Cite as: http://hdl.handle.net/11858/00-001M-0000-002B-344A-0
Abstract
Characterizing the stratosphere as a turbulent system, temporal fluctuations often show different correlations for different time scales as well as intermittent behaviour that cannot be captured by a single scaling exponent. In this study, the different scaling laws in the long-term stratospheric variability are studied using multifractal de-trended fluctuation analysis (MF-DFA). The analysis is performed comparing four re-analysis products and different realizations of an idealized numerical model, isolating the role of topographic forcing and seasonal variability, as well as the absence of climate teleconnections and small-scale forcing.
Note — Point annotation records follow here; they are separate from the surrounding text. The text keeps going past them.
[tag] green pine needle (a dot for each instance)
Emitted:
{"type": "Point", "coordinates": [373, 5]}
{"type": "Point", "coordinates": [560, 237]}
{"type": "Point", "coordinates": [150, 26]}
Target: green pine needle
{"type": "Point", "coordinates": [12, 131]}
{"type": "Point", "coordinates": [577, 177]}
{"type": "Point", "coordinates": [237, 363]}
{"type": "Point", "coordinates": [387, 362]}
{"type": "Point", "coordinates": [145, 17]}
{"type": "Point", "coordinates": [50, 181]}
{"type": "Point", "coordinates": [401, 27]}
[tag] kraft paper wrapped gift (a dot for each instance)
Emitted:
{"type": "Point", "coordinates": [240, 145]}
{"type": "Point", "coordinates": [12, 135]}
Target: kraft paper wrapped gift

The Northern Hemisphere (NH) shows a transition of scaling exponents for time scales shorter than about 1 year, for which the variability is multifractal and scales in time with a power law corresponding to a red spectrum, to longer time scales, for which the variability is monofractal and scales in time with a power law corresponding to white noise. Southern Hemisphere (SH) variability also shows a transition at annual scales. The SH also shows a narrower dynamical range in multifractality than the NH, as seen in the generalized Hurst exponent and in the singularity spectra. The numerical integrations show that the models are able to reproduce the low-frequency variability but are not able to fully capture the shorter term variability of the stratosphere.